Hogan’s comments were followed by remarks from Arkansas’s Republican governor, Asa Hutchinson, who appeared on CNN on Sunday and partially mirrored his Maryland counterpart.

“If the GOP is going to be the party of supporting law enforcement, law enforcement includes the FBI,” Hutchinson, a former US prosecutor and private practice attorney, said.

He added: “We need to pull back on casting judgment on them … No doubt that higher ups in the FBI have made mistakes, they do it, I’ve defended cases as well, and I’ve seen wrong actions. But we cannot say that whenever they [FBI officers] went in and did that search that they were not doing their job as law enforcement officers.”

The comments marked a growing split on the extremist rhetoric from certain Republican party members following the execution of the search warrant. Many senior Senate Republicans have remained largely quiet in the wake of the unprecedented law enforcement action, while others have appeared on conservative news channels supporting baseless accusations that the FBI planted evidence during the search.

The Republican congresswoman from Wyoming Liz Cheney, a ranking member on the House committee investigating the January 6 attack on the US Capitol, has condemned her colleagues’ rhetoric as “sickening”.

“I have been ashamed to hear members of my party attacking the integrity of the FBI agents involved with the recent Mar-a-Lago search,” Cheney wrote on Thursday. “These are sickening comments that put the lives of patriotic public servants at risk.”
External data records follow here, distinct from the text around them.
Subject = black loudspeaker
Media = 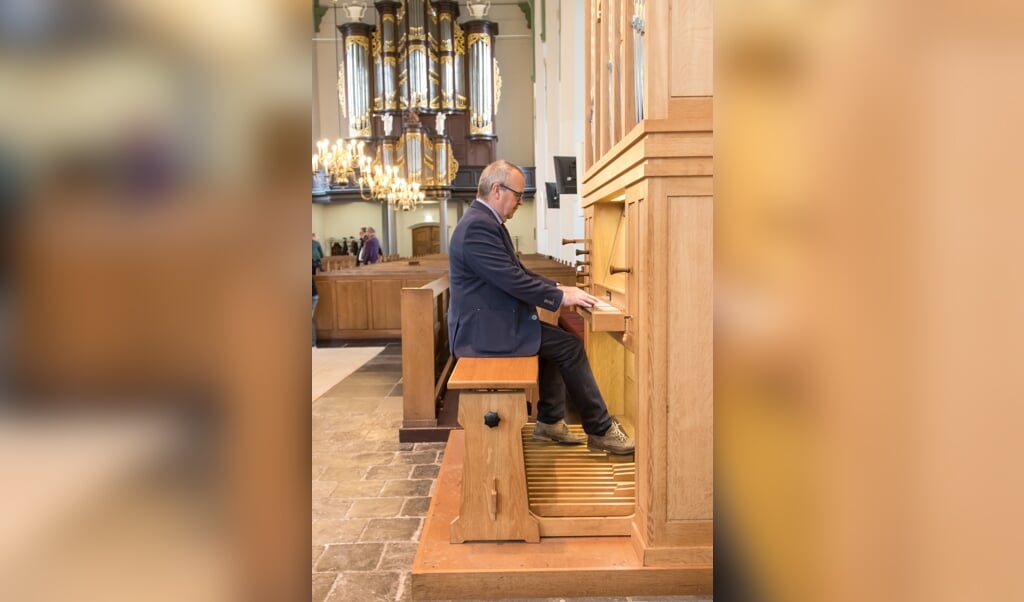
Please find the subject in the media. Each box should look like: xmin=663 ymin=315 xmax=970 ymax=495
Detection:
xmin=555 ymin=157 xmax=577 ymax=195
xmin=544 ymin=182 xmax=558 ymax=209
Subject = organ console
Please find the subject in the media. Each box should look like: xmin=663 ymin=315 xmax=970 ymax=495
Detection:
xmin=413 ymin=0 xmax=714 ymax=598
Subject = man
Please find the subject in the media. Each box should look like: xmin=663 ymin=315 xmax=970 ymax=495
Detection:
xmin=449 ymin=161 xmax=635 ymax=455
xmin=313 ymin=232 xmax=324 ymax=263
xmin=362 ymin=226 xmax=381 ymax=263
xmin=355 ymin=226 xmax=367 ymax=265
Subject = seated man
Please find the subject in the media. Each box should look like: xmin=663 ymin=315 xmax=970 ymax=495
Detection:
xmin=449 ymin=161 xmax=635 ymax=455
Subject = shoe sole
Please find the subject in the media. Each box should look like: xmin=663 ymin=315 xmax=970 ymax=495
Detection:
xmin=534 ymin=434 xmax=584 ymax=445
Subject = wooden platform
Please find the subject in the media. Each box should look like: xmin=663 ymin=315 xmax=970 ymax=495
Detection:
xmin=413 ymin=430 xmax=712 ymax=600
xmin=522 ymin=424 xmax=636 ymax=535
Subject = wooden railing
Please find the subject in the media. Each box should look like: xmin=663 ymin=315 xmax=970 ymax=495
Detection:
xmin=399 ymin=274 xmax=453 ymax=438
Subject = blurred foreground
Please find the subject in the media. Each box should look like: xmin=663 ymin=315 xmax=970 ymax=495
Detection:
xmin=715 ymin=1 xmax=1024 ymax=602
xmin=0 ymin=0 xmax=310 ymax=601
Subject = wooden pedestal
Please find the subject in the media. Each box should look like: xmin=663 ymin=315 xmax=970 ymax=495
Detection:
xmin=449 ymin=357 xmax=541 ymax=544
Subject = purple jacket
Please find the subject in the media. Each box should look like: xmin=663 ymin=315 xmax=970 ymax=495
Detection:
xmin=362 ymin=237 xmax=381 ymax=263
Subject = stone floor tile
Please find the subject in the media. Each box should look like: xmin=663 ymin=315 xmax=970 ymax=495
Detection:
xmin=387 ymin=452 xmax=437 ymax=464
xmin=321 ymin=379 xmax=394 ymax=400
xmin=377 ymin=543 xmax=418 ymax=571
xmin=312 ymin=481 xmax=338 ymax=500
xmin=335 ymin=371 xmax=401 ymax=386
xmin=377 ymin=441 xmax=416 ymax=452
xmin=381 ymin=479 xmax=434 ymax=498
xmin=316 ymin=544 xmax=384 ymax=572
xmin=317 ymin=465 xmax=367 ymax=482
xmin=398 ymin=498 xmax=430 ymax=516
xmin=359 ymin=518 xmax=422 ymax=542
xmin=350 ymin=450 xmax=403 ymax=466
xmin=412 ymin=464 xmax=441 ymax=479
xmin=312 ymin=498 xmax=352 ymax=520
xmin=313 ymin=439 xmax=378 ymax=450
xmin=362 ymin=427 xmax=398 ymax=441
xmin=312 ymin=518 xmax=368 ymax=546
xmin=364 ymin=464 xmax=411 ymax=479
xmin=348 ymin=498 xmax=404 ymax=518
xmin=327 ymin=571 xmax=401 ymax=602
xmin=312 ymin=572 xmax=338 ymax=602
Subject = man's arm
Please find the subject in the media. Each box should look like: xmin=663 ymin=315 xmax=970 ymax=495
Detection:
xmin=463 ymin=221 xmax=564 ymax=311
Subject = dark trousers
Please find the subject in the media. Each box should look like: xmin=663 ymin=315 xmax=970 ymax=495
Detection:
xmin=537 ymin=323 xmax=611 ymax=435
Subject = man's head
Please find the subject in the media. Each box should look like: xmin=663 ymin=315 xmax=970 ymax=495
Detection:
xmin=476 ymin=161 xmax=526 ymax=221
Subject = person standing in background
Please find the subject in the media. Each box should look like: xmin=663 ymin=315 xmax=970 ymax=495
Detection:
xmin=355 ymin=226 xmax=367 ymax=265
xmin=313 ymin=232 xmax=324 ymax=263
xmin=362 ymin=226 xmax=381 ymax=263
xmin=311 ymin=254 xmax=321 ymax=347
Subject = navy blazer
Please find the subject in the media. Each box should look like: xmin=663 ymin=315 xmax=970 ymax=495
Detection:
xmin=449 ymin=200 xmax=563 ymax=357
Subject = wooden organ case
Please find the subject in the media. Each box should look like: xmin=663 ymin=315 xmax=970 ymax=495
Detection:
xmin=580 ymin=1 xmax=714 ymax=581
xmin=413 ymin=0 xmax=714 ymax=598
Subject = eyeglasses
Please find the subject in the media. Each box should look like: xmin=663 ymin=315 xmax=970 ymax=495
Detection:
xmin=498 ymin=184 xmax=522 ymax=201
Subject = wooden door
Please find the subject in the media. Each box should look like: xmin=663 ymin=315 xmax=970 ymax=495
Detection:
xmin=413 ymin=225 xmax=441 ymax=257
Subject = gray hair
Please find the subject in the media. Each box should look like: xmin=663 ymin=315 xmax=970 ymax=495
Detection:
xmin=476 ymin=159 xmax=526 ymax=199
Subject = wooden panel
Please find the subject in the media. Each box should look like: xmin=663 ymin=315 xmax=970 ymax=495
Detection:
xmin=537 ymin=516 xmax=633 ymax=538
xmin=401 ymin=289 xmax=437 ymax=427
xmin=370 ymin=280 xmax=402 ymax=331
xmin=623 ymin=348 xmax=637 ymax=438
xmin=669 ymin=0 xmax=715 ymax=96
xmin=575 ymin=306 xmax=626 ymax=333
xmin=314 ymin=277 xmax=335 ymax=336
xmin=449 ymin=355 xmax=537 ymax=389
xmin=334 ymin=280 xmax=370 ymax=331
xmin=587 ymin=333 xmax=625 ymax=416
xmin=665 ymin=197 xmax=714 ymax=521
xmin=451 ymin=393 xmax=541 ymax=544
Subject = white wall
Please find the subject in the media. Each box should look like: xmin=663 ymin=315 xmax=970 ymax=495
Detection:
xmin=488 ymin=5 xmax=535 ymax=168
xmin=313 ymin=201 xmax=385 ymax=255
xmin=535 ymin=0 xmax=587 ymax=261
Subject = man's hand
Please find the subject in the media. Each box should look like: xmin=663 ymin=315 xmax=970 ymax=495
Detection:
xmin=558 ymin=287 xmax=599 ymax=309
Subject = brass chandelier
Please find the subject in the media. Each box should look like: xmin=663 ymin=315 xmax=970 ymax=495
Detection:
xmin=314 ymin=0 xmax=501 ymax=211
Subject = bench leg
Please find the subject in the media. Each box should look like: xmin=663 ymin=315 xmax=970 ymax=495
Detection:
xmin=450 ymin=391 xmax=541 ymax=544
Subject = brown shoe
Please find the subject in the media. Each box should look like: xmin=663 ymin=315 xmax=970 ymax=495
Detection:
xmin=534 ymin=420 xmax=584 ymax=445
xmin=587 ymin=418 xmax=636 ymax=456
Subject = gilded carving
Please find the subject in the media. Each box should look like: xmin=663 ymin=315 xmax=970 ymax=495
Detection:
xmin=469 ymin=34 xmax=490 ymax=47
xmin=452 ymin=23 xmax=466 ymax=54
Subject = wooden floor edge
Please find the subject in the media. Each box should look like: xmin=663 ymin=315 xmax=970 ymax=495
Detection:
xmin=412 ymin=431 xmax=714 ymax=600
xmin=412 ymin=566 xmax=714 ymax=600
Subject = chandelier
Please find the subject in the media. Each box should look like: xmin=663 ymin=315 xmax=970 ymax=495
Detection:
xmin=312 ymin=138 xmax=366 ymax=186
xmin=312 ymin=130 xmax=427 ymax=211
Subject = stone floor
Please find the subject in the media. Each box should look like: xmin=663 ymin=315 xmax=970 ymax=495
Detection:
xmin=312 ymin=342 xmax=712 ymax=602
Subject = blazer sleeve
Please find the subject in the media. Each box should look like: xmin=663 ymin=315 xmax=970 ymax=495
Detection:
xmin=463 ymin=222 xmax=564 ymax=311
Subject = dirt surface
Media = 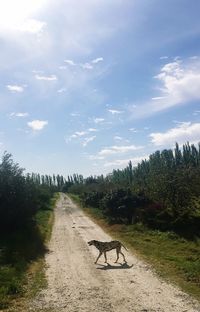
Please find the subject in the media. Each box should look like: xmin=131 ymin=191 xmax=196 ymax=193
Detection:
xmin=30 ymin=194 xmax=200 ymax=312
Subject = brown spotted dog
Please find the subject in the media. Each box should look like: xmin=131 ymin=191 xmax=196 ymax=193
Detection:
xmin=88 ymin=240 xmax=127 ymax=264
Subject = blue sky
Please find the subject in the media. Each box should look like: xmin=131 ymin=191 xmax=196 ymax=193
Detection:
xmin=0 ymin=0 xmax=200 ymax=176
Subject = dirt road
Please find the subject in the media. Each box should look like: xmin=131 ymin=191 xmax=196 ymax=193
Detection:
xmin=30 ymin=194 xmax=200 ymax=312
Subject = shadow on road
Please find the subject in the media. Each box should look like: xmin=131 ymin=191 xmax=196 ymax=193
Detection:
xmin=97 ymin=263 xmax=133 ymax=270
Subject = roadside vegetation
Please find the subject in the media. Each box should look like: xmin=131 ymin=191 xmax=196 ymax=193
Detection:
xmin=0 ymin=153 xmax=58 ymax=309
xmin=68 ymin=143 xmax=200 ymax=298
xmin=0 ymin=143 xmax=200 ymax=310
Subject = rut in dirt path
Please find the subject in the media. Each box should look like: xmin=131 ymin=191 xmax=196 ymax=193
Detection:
xmin=30 ymin=194 xmax=200 ymax=312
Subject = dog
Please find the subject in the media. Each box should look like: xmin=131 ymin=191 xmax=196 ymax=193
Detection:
xmin=88 ymin=240 xmax=128 ymax=264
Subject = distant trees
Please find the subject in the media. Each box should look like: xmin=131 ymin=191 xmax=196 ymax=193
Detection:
xmin=69 ymin=142 xmax=200 ymax=234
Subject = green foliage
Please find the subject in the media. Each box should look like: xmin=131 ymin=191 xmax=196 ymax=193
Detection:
xmin=0 ymin=153 xmax=57 ymax=309
xmin=69 ymin=143 xmax=200 ymax=237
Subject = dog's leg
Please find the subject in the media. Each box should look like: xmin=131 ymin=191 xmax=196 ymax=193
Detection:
xmin=119 ymin=250 xmax=127 ymax=262
xmin=104 ymin=251 xmax=107 ymax=263
xmin=115 ymin=248 xmax=119 ymax=263
xmin=95 ymin=251 xmax=102 ymax=264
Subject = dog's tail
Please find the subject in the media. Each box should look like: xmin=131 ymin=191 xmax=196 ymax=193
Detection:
xmin=121 ymin=243 xmax=128 ymax=251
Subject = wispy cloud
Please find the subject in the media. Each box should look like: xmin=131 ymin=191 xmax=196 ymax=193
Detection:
xmin=27 ymin=120 xmax=48 ymax=131
xmin=94 ymin=118 xmax=105 ymax=124
xmin=9 ymin=112 xmax=29 ymax=118
xmin=35 ymin=75 xmax=58 ymax=81
xmin=82 ymin=135 xmax=96 ymax=147
xmin=104 ymin=156 xmax=148 ymax=168
xmin=91 ymin=57 xmax=103 ymax=64
xmin=64 ymin=60 xmax=76 ymax=66
xmin=88 ymin=128 xmax=98 ymax=132
xmin=6 ymin=85 xmax=24 ymax=93
xmin=17 ymin=19 xmax=46 ymax=34
xmin=114 ymin=135 xmax=123 ymax=141
xmin=57 ymin=88 xmax=67 ymax=93
xmin=129 ymin=58 xmax=200 ymax=119
xmin=108 ymin=109 xmax=123 ymax=115
xmin=81 ymin=63 xmax=93 ymax=69
xmin=150 ymin=122 xmax=200 ymax=146
xmin=98 ymin=145 xmax=143 ymax=156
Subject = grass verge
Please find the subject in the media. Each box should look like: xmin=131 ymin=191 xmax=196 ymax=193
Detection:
xmin=70 ymin=195 xmax=200 ymax=300
xmin=0 ymin=194 xmax=58 ymax=311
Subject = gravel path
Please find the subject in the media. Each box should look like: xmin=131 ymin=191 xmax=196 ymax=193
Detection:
xmin=30 ymin=194 xmax=200 ymax=312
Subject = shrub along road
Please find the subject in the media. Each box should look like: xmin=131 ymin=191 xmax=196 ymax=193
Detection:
xmin=30 ymin=194 xmax=200 ymax=312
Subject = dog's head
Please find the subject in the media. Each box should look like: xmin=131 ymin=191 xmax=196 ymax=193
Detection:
xmin=88 ymin=240 xmax=95 ymax=246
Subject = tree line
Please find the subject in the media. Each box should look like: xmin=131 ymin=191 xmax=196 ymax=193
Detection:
xmin=68 ymin=142 xmax=200 ymax=235
xmin=0 ymin=142 xmax=200 ymax=235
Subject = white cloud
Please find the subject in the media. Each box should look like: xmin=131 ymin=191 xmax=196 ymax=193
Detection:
xmin=104 ymin=156 xmax=148 ymax=167
xmin=151 ymin=96 xmax=165 ymax=101
xmin=98 ymin=145 xmax=143 ymax=156
xmin=6 ymin=85 xmax=24 ymax=93
xmin=0 ymin=0 xmax=46 ymax=33
xmin=160 ymin=55 xmax=168 ymax=60
xmin=17 ymin=19 xmax=46 ymax=34
xmin=80 ymin=63 xmax=93 ymax=69
xmin=114 ymin=135 xmax=123 ymax=141
xmin=150 ymin=122 xmax=200 ymax=146
xmin=155 ymin=60 xmax=200 ymax=106
xmin=35 ymin=75 xmax=58 ymax=81
xmin=129 ymin=58 xmax=200 ymax=119
xmin=57 ymin=88 xmax=67 ymax=93
xmin=108 ymin=109 xmax=123 ymax=115
xmin=94 ymin=118 xmax=105 ymax=124
xmin=82 ymin=135 xmax=96 ymax=147
xmin=75 ymin=131 xmax=87 ymax=136
xmin=64 ymin=60 xmax=76 ymax=66
xmin=129 ymin=128 xmax=138 ymax=133
xmin=193 ymin=110 xmax=200 ymax=116
xmin=10 ymin=112 xmax=29 ymax=117
xmin=27 ymin=120 xmax=48 ymax=131
xmin=70 ymin=113 xmax=80 ymax=117
xmin=88 ymin=128 xmax=98 ymax=132
xmin=88 ymin=155 xmax=105 ymax=160
xmin=91 ymin=57 xmax=103 ymax=64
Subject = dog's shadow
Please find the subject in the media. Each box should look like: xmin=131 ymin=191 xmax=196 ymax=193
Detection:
xmin=97 ymin=262 xmax=133 ymax=270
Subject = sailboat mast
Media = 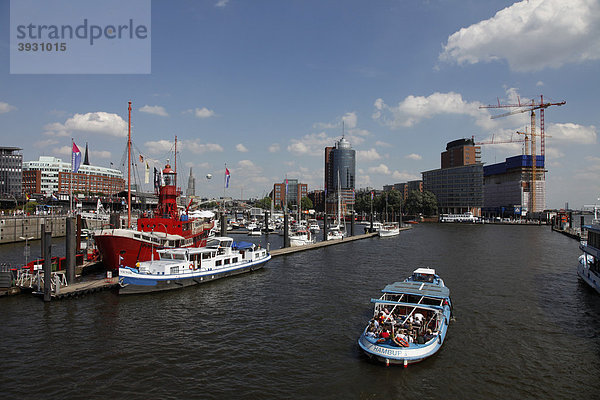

Her stance is slowly being mirrored by other House Republicans after the warrant was made public on Friday.

Dan Crenshaw, a Republican congressman from Texas, told Axios on Saturday that sloganeering against the FBI “makes you look unserious”. And the ranking homeland security committee member, John Katko, told the website: “This is not something you rush to judgment on ... It’s incumbent upon everybody to take a deep breath.”

Meanwhile on Sunday, the White House continued to refrain from commenting on the search warrant. The press secretary, Karine Jean-Pierre, repeatedly declined to answer questions on the matter during an interview with ABC News, citing the US justice department’s independence on law enforcement matters.

When shown video of comments made by the House Republican Elise Stefanik, a staunch Trump loyalist, who described the search as “complete abuse and overreach” by the FBI, Jean-Pierre broadly fired back.

She said: “The Department of Justice, when it comes to law enforcement, is independent. This is what we believe, and this is what the president has said. This is not about politicizing anything. That is not true at all.”

Jean-Pierre added a reminder that the US attorney general, Merrick Garland, was confirmed by the US Senate in bipartisan vote, and that Trump nominated FBI director Christopher Wray to his position in 2017.